I can parse "normal" .doc files with
private function read_doc() {
$fileHandle = fopen($this->filename, "r");
$line = @fread($fileHandle, filesize($this->filename));
$lines = explode(chr(0x0D),$line);
$outtext = "";
foreach($lines as $thisline)
{
$pos = strpos($thisline, chr(0x00));
if (($pos !== FALSE)||(strlen($thisline)==0))
{
} else {
$outtext .= $thisline." ";
}
}
//print_r($outtext);die();
$outtext = preg_replace("/[^a-zA-Z0-9\s\,\.\-\n\r\t@\/\_\(\)]/","",$outtext);
return $outtext;
}
but that doesn't work with Microsoft Word 97-2004 .doc files. I just want to extract the pure text. Nothing else.
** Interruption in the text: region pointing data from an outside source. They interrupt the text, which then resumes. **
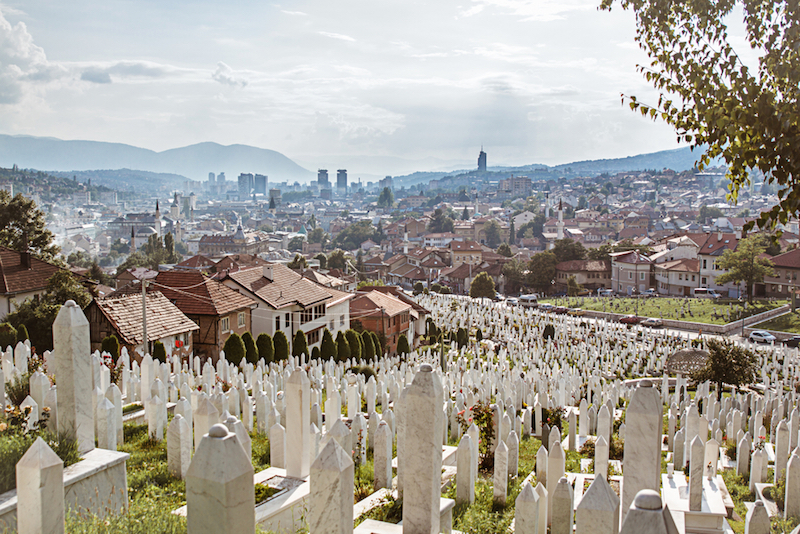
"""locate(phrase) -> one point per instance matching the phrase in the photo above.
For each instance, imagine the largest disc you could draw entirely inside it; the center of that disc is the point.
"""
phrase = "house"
(218, 310)
(287, 301)
(384, 314)
(21, 276)
(677, 277)
(591, 274)
(630, 272)
(122, 316)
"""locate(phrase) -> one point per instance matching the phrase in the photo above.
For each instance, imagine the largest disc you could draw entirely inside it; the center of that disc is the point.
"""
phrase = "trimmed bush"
(234, 349)
(266, 350)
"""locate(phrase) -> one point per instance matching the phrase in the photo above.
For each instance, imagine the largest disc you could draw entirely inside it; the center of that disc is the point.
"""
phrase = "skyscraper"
(482, 161)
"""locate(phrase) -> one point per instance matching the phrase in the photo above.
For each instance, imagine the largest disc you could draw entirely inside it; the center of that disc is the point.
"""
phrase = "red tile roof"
(14, 278)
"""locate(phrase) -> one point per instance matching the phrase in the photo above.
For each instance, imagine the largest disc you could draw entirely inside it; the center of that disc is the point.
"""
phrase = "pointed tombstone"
(642, 455)
(106, 425)
(648, 516)
(562, 508)
(40, 491)
(219, 486)
(526, 511)
(757, 519)
(298, 421)
(601, 458)
(423, 453)
(277, 446)
(792, 497)
(541, 491)
(598, 511)
(500, 479)
(465, 475)
(382, 455)
(73, 371)
(179, 446)
(513, 453)
(696, 467)
(205, 417)
(331, 492)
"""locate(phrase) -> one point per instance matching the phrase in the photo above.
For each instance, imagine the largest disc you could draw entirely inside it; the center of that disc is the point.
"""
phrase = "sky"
(536, 81)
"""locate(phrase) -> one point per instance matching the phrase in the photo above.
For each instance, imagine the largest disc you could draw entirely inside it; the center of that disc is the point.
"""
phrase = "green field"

--> Solution is PHPWord like Mark Baker recommends in his comment.
Upvotes: 2
Views: 741
Reputation: 354
At the end i had to install linux catdoc 0.94.2 to resolve the problem. PHPWord couldn't convert all the files in a correct way to pure .txt format.
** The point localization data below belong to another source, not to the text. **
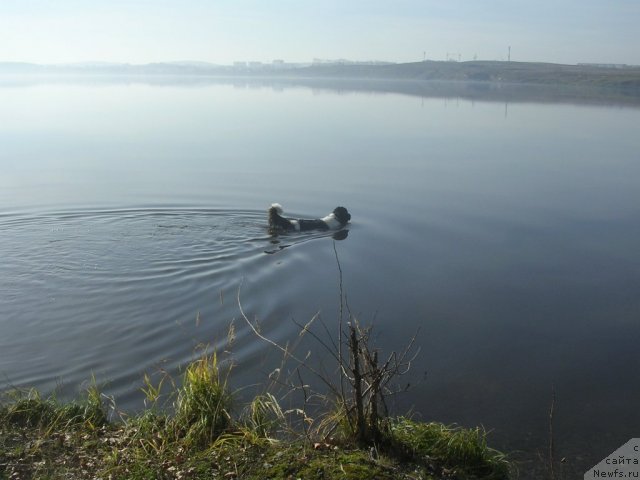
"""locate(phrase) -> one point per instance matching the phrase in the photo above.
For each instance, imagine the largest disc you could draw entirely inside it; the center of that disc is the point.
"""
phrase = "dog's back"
(334, 221)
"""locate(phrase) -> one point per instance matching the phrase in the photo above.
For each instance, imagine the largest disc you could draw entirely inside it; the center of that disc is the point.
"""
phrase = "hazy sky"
(222, 31)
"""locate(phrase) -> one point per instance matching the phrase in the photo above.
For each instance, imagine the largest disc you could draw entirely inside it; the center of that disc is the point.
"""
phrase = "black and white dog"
(334, 221)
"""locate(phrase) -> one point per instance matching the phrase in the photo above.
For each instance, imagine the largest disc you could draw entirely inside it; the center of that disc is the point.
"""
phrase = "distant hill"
(550, 74)
(496, 72)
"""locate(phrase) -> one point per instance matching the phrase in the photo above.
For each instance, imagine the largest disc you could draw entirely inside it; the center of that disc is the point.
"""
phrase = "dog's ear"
(342, 214)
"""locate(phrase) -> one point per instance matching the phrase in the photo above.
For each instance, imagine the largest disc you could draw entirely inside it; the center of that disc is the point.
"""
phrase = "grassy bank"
(41, 437)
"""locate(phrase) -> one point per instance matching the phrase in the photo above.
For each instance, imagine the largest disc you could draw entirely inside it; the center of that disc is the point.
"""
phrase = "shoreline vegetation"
(475, 80)
(200, 437)
(336, 424)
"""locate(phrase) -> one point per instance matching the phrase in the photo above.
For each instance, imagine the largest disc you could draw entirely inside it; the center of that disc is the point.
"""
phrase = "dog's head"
(342, 215)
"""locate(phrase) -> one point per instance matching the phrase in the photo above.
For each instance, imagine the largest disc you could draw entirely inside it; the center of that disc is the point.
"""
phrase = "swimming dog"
(334, 221)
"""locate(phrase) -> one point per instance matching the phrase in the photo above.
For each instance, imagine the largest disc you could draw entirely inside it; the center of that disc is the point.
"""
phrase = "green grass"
(41, 437)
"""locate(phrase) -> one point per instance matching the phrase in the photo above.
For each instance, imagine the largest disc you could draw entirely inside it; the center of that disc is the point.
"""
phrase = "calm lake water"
(509, 234)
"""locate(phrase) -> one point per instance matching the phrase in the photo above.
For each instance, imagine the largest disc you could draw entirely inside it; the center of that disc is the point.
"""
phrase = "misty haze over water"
(503, 222)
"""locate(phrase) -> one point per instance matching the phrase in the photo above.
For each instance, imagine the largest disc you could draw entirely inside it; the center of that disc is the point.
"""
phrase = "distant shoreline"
(613, 76)
(478, 80)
So here's a solution for linux (for example Ubuntu or Debian-like) users: On command line install catdoc
sudo apt-get install catdoc
If you are on a Windows Server, have a look at this. It worked also for me:
http://blog.brush.co.nz/2009/09/catdoc-windows/
Then in your PHP Code you can call it like this (for Linux calls):
$escapeFile = escapeshellarg($data['tmp_name']);
$command = "catdoc $escapeFile";
$output = array();
exec($command,$output);
$text = implode("\n",$output);
then you can do for example
$text = strip_tags($text);
$text = preg_replace("/(^[\r\n]*|[\r\n]+)[\s\t]*[\r\n]+/", "\n", $text);
echo nl2br($text) ;
to see the result on screen.
That's what for me works best up to now. If someone has a better solution, please tell me.
Upvotes: 1